Tuttavia il derby perso malamente potrebbe aver segnato un punto di non ritorno per Ibrahimovic. Nell’intervallo infatti, l’attaccante svedese sarebbe stato protagonista di un discorso fatto ai suoi compagni nel quale li avvertiva dei danni che l’Inter avrebbe potuto procurare ad una squadra poco concentrata. Il risultato della chiacchierata è stato evidentemente vano e un secondo tempo giocato distrattamente dal Milan ha consentito ai nerazzurri di ribaltare una partita che sostanzialmente doveva ritenersi conclusa nel primo atto. Questo avrebbe fatto scatenare le ire del centravanti, che negli spogliatoi si sarebbe scagliato contro i suoi compagni, rei secondo il bomber, di non essere stati in grado di impattare all’intuibile reazione della compagine allenata da Antonio Conte.

Ibrahimovic è davvero la cura del Milan?

Zlatan Ibrahimovic è considerato da molti l’uomo della provvidenza, motivo per cui il Milan ha deciso di puntare pesantemente su di lui. A questo punto, però, è lecito porsi alcune domande. È davvero giusto che il Milan conti tanto sull’apporto di un trentottenne? Come può una squadra vedere al futuro poggiandosi su di un giocatore a fine carriera?
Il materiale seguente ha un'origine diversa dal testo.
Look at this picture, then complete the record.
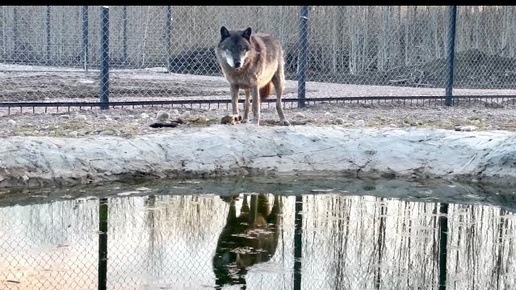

E ancora, Ibrahimovic rispecchia le reali possibilità economiche di questa società? Una cosa sola è certa, Stefano Pioli da quanto possiede un calciatore di tale importanza è riuscito a ribaltare le sorti di un campionato che stava andando alla deriva, riaccendendo le ambizioni europee del Diavolo che si erano sopite non meno di qualche settimana fa.

Milan, addio Pioli? La società rossonera si divide

Già, Stefano Pioli, un tecnico che è stato in grado di subentrare ad una situazione disastrosa che si era generata nel Milan con Marco Giampaolo, migliorando l’andamento di una squadra che appariva ormai persa. Eppure i vertici societari dei rossoneri sono apparsi nelle ultime settimane divisi sotto questo aspetto. L’amministratore delegato Gazidis si era fatto scappare al noto quotidiano tedesco Bild, il nome di Ralf Rangnick come possibile futuro allenatore del Diavolo scatenando una reazione immediata da parte di Zvonimir Boban e Paolo Maldini.

Quest’ultimo in una recente intervista ha voluto brutalmente smontare la suddetta ipotesi, catalogando il tecnico tedesco come non adatto al Milan e sopratutto svelando una situazione societaria interna a dir poco infuocata. Il tutto poi ai margini di una partita che, come già anticipato, appare l’ultima vera occasione in casa rossonera per guadagnare un trofeo in questa stagione calcistica.